Warum wird der Einbürgerungsantrag von Gründer:innen mit Gründungszuschuss nicht positiv bewertet.
Sehr geehrter Herr Demir
während meines Bezugs von ALG I habe ich online die Einbürgerung beantragt. Kurz vor meinem Termin im Bürgeramt habe ich ein Unternehmen mit Gründungszuschuss gegründet mit dem Ziel, unabhängig zu werden und Steuern zu zahlen.
Beim heutigen Termin wurde mir gesagt, dass ich meinen Antrag zurückziehen muss und erst nach zwei Jahren mit Steuererklärungen erneut stellen darf. Wäre ich bei ALG I geblieben, wäre mein Antrag weiterbearbeitet worden obwohl mir nur noch 6 Monate ALG I zustanden.
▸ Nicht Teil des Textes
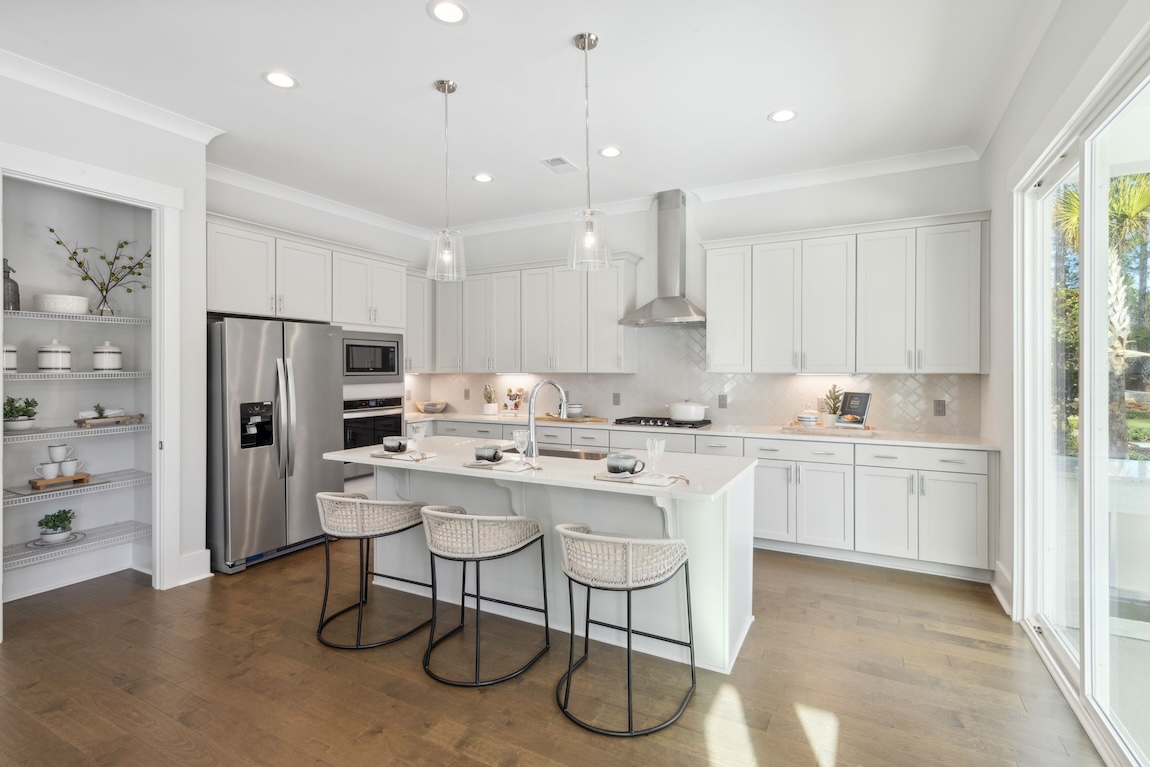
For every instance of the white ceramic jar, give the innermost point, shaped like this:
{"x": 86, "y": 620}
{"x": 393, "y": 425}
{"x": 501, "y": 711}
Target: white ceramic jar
{"x": 54, "y": 357}
{"x": 107, "y": 357}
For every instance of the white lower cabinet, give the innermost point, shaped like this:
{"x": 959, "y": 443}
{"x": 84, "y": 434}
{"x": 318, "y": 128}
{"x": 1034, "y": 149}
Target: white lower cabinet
{"x": 910, "y": 511}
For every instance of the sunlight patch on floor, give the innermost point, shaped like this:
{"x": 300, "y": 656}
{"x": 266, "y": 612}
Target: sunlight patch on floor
{"x": 726, "y": 736}
{"x": 821, "y": 730}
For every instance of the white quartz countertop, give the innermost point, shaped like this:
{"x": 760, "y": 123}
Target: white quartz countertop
{"x": 751, "y": 430}
{"x": 708, "y": 475}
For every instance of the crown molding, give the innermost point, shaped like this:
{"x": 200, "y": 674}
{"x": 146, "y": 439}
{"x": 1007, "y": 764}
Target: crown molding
{"x": 940, "y": 158}
{"x": 314, "y": 201}
{"x": 53, "y": 81}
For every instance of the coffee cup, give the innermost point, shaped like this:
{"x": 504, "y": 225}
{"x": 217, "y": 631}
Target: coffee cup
{"x": 59, "y": 452}
{"x": 48, "y": 470}
{"x": 395, "y": 444}
{"x": 625, "y": 463}
{"x": 488, "y": 453}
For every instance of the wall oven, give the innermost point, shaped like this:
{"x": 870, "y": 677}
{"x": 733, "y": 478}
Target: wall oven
{"x": 373, "y": 358}
{"x": 366, "y": 423}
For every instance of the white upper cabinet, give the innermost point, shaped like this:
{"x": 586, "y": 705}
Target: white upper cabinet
{"x": 776, "y": 317}
{"x": 449, "y": 327}
{"x": 554, "y": 331}
{"x": 303, "y": 282}
{"x": 257, "y": 274}
{"x": 828, "y": 305}
{"x": 367, "y": 292}
{"x": 948, "y": 306}
{"x": 919, "y": 300}
{"x": 729, "y": 311}
{"x": 886, "y": 301}
{"x": 611, "y": 347}
{"x": 491, "y": 323}
{"x": 419, "y": 332}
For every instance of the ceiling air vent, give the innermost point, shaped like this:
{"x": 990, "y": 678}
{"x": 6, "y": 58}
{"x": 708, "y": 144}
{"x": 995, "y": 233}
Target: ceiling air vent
{"x": 560, "y": 165}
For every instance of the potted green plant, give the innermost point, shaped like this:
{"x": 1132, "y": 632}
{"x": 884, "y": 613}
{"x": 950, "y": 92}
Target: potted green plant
{"x": 18, "y": 413}
{"x": 56, "y": 526}
{"x": 834, "y": 400}
{"x": 490, "y": 406}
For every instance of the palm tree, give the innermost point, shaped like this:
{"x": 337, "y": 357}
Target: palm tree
{"x": 1128, "y": 227}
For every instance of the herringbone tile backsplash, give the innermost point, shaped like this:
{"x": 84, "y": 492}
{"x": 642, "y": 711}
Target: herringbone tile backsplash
{"x": 672, "y": 367}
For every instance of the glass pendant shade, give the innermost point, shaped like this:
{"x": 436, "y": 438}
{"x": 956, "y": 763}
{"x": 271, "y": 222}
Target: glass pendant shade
{"x": 445, "y": 259}
{"x": 589, "y": 248}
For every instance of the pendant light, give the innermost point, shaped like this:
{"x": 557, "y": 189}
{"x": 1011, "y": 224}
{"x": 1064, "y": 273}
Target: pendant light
{"x": 445, "y": 259}
{"x": 589, "y": 229}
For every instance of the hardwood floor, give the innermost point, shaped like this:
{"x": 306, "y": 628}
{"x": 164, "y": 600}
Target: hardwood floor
{"x": 844, "y": 666}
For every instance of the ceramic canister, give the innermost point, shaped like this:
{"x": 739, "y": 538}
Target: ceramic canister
{"x": 54, "y": 357}
{"x": 107, "y": 357}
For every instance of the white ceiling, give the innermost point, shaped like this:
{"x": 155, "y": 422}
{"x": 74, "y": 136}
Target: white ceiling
{"x": 683, "y": 86}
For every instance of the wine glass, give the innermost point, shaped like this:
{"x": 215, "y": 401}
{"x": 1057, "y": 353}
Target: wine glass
{"x": 522, "y": 438}
{"x": 654, "y": 453}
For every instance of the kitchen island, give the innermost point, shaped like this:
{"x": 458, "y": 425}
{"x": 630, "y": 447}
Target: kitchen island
{"x": 713, "y": 513}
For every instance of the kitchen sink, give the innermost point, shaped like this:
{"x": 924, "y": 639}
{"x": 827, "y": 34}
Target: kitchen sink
{"x": 567, "y": 452}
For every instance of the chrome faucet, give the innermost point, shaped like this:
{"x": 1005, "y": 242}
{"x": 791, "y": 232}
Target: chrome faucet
{"x": 533, "y": 449}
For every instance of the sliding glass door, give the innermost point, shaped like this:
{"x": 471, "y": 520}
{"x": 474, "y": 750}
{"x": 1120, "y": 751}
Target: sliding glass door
{"x": 1117, "y": 411}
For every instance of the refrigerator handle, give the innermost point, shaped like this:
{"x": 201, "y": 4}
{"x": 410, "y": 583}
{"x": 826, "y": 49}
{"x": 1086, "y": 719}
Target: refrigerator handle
{"x": 281, "y": 420}
{"x": 292, "y": 423}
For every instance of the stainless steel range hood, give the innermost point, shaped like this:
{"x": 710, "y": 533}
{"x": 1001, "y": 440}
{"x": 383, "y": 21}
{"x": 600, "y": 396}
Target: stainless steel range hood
{"x": 671, "y": 307}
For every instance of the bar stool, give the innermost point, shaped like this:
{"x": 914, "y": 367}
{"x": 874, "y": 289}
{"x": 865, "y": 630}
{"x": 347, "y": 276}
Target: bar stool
{"x": 618, "y": 564}
{"x": 454, "y": 535}
{"x": 353, "y": 515}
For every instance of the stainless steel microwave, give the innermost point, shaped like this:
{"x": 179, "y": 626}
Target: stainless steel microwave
{"x": 373, "y": 358}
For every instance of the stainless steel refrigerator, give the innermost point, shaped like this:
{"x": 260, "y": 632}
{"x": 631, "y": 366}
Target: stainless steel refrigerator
{"x": 275, "y": 406}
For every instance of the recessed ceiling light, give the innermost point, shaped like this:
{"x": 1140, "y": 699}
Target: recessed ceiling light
{"x": 447, "y": 12}
{"x": 280, "y": 79}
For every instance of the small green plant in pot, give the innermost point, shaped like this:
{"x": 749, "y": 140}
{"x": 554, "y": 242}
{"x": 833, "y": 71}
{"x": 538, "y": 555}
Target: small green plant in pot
{"x": 56, "y": 526}
{"x": 18, "y": 412}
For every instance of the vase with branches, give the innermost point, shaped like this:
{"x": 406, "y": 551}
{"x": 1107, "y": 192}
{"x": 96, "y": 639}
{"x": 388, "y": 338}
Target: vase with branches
{"x": 106, "y": 273}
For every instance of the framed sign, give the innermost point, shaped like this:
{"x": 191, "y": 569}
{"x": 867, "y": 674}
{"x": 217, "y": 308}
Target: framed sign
{"x": 853, "y": 409}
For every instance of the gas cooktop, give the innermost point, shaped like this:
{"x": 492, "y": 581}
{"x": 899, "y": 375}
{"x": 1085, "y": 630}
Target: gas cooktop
{"x": 657, "y": 421}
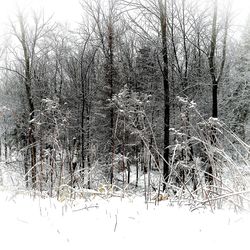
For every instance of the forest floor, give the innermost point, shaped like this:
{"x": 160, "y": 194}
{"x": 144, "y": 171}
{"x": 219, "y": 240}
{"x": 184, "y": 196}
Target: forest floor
{"x": 29, "y": 222}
Den Gründungszuschuss erhalte ich nun ebenfalls für 6 Monate, in gleicher Höhe aber mit Eigeninitiative und Risiko.
Ich empfinde es als ungerecht, dass unternehmerisches Engagement in der Einbürgerungspraxis zum Nachteil wird.
Wie steht Ihre Partei dazu? Gibt es Überlegungen, das Verfahren für Selbstständige fairer zu gestalten? Und können Sie mir einen Weg aufzeigen, wie ich jetzt weiter vorgehen kann?
Vielen Dank im Voraus.

Sehr geehrter Herr S.,
herzlichen Dank für Ihre Zuschrift und Ihren Hinweis auf die Probleme bei der Einbürgerung von Selbstständigen.
Erst einmal eine grundsätzliche Einschätzung: Weder ALG I noch ein Gründungszuschuss stellen einen Ausschlussgrund von der Einbürgerung dar. Gesetzlich ist bei der Lebensunterhaltssicherung nur festgelegt, dass der Lebensunterhalt ohne Leistungen nach SGB II ("Bürgergeld") oder SGB XII (u.a. "Grundsicherung im Alter") bestritten werden muss. Weder der reguläre SGB I-Bezug noch der Bezug eines Gründungszuschusses bei Existenzgründung während der Zeit des SGB I-Bezugs steht einer Einbürgerung pauschal entgegen.
Es ist aber grundsätzlich immer so, dass die Lebensunterhaltssicherung auch als Prognose für die Zukunft geprüft wird. Es geht dabei darum, dass die lokalen Behörden abschätzen, dass Einbürgerungsbewerber:innen voraussichtlich dauerhaft ihren Lebensunterhalt selbst decken werden und nicht auf Unterstützung durch SGB II oder SGB XII angewiesen sein werden.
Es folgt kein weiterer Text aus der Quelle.